Shenandoah University has collaborative partnerships with numerous regional hospitals, and our clinical preceptors, in addition to our full-time faculty, are some of the best practitioners in the area.
Clinical sites can be found in a variety of places; however, the following are the most common:
Winchester Clinical Locations:
- Valley Health System Hospitals including Winchester Medical Center, Warren Memorial Hospital, and Shenandoah Hospital
- WVU East Berkeley Medical Center
- Martinsburg Veterans Affairs Medical Center
- INOVA Health Systems
- Varied community settings including Blue Ridge Hospice, Public Health Departments, Sinclair Free Medical Clinic
Scholar Plaza Clinical Locations:
- INOVA Health System Hospitals including Loudoun, Fair Oaks, Fairfax, and Alexandria,
- Reston Hospital Center
- Virginia Hospital
- Center Children’s National Medical Center
- Fauquier Hospital
- Novant Hospitals
The tuition and fees rates can be found on the site as it gives a per-credit breakdown of the cost of the program.
For more information on this and other programs run by the university, click HERE
5. Virginia Commonwealth University, Richmond
The School of Nursing at Virginia Commonwealth University is one of the best nursing schools in the country. It has shaped the careers of its students through its great education, research, and collaboration.
Its faculty is made up of professionals, and their desire to excel in new research has resulted in the school continuously ranking among the top NIH-funded nursing schools. VCU provides a world-class environment of 61,5000 square feet that is fully equipped with technology and modern amenities to support this excellent academic outcome.
Students interested in obtaining a second degree in nursing and realizing their dream of becoming a registered nurse has two options at VCU.
Option 1: The Accelerated B.S. is a 19-month intense program in which you must attend classes throughout the year, including the summer semester.
Option 2: Those seeking a second degree in nursing might pursue the regular 2.5-year BSN program. There are no classes during the summer semester as both of these programs combine classroom learning with clinical learning experiences at VCU Medical Center and other Richmond-area healthcare facilities.
Applicants must meet the following requirements in order to be considered for admission to the School of Nursing;
- To be eligible for readmission, you must be in good standing at your previous institution or university.
- Send a completed application to the School of Nursing, together with any needed materials.
- Have a bachelor’s degree from a regionally accredited institution or university in an area other than nursing. (This can be incomplete at the time of application, but it must be completed before the program begins.)
- On all collegiate coursework, have a minimum cumulative GPA of 2.5 on a 4.0 scale.
- No lower-than-B grades in anatomy, physiology, or microbiology (lower grades are not accepted for these courses).

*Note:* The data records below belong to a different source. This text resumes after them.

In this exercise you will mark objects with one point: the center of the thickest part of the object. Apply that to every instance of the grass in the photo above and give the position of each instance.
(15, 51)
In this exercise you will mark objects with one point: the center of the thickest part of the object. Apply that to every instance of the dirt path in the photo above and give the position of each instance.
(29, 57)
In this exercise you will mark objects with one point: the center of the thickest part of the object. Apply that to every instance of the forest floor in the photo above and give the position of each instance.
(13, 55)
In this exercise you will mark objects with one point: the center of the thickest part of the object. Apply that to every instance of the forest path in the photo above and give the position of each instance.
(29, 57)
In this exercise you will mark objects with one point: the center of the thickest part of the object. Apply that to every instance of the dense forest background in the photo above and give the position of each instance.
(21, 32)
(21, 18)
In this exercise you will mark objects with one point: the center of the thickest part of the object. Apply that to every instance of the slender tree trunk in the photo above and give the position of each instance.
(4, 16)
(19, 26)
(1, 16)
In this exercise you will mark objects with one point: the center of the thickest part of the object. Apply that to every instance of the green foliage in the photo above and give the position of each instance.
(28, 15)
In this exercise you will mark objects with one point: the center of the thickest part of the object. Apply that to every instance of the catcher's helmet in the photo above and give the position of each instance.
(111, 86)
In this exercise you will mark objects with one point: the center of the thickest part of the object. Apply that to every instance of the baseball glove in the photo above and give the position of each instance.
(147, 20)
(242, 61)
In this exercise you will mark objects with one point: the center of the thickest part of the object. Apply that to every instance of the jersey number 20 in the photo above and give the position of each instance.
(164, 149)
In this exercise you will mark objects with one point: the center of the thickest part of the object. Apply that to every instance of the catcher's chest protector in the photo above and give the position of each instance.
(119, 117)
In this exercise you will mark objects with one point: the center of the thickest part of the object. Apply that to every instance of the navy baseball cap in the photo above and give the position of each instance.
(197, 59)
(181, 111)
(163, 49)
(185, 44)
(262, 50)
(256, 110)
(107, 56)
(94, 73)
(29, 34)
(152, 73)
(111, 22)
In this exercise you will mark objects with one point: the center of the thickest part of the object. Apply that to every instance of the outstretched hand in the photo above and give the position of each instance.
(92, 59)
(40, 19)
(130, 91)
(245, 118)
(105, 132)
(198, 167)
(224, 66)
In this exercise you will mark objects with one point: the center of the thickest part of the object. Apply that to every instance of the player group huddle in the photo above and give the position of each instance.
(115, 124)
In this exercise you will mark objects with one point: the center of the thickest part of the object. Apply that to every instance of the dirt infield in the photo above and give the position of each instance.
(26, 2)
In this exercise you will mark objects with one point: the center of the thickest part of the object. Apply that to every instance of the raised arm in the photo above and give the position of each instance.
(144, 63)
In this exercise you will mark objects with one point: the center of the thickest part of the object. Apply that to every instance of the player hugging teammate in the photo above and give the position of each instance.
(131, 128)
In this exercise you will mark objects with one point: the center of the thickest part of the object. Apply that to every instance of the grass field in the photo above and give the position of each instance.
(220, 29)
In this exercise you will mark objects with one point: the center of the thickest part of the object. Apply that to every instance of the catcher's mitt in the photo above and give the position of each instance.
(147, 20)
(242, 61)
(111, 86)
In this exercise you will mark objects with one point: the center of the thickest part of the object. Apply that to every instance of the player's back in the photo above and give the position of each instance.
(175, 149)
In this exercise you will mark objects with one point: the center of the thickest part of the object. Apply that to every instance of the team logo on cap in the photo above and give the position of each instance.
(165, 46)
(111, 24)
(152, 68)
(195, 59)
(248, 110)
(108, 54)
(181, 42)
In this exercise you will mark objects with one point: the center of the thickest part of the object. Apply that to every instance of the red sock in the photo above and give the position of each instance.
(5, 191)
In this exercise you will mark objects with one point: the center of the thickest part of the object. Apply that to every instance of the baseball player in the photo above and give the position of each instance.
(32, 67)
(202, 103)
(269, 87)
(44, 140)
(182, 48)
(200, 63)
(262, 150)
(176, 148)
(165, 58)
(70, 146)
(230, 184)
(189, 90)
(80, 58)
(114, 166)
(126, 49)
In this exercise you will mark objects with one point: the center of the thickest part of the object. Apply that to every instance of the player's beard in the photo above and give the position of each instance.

Anatomy, physiology, and microbiology must all be completed within 10 years after beginning the nursing program. Any additional needed courses with grades below a C will not be approved.)
- For applicants who are international or non-native English speakers without a degree from a U.S. high school, college, or university, provide additional information with the application in accordance with the English language competence criteria.
The cost of the program is not explicitly given on the website but it is a tuition and fees calculator where you can get a forehand knowledge of all the expenses required for admission and for the rest of the program.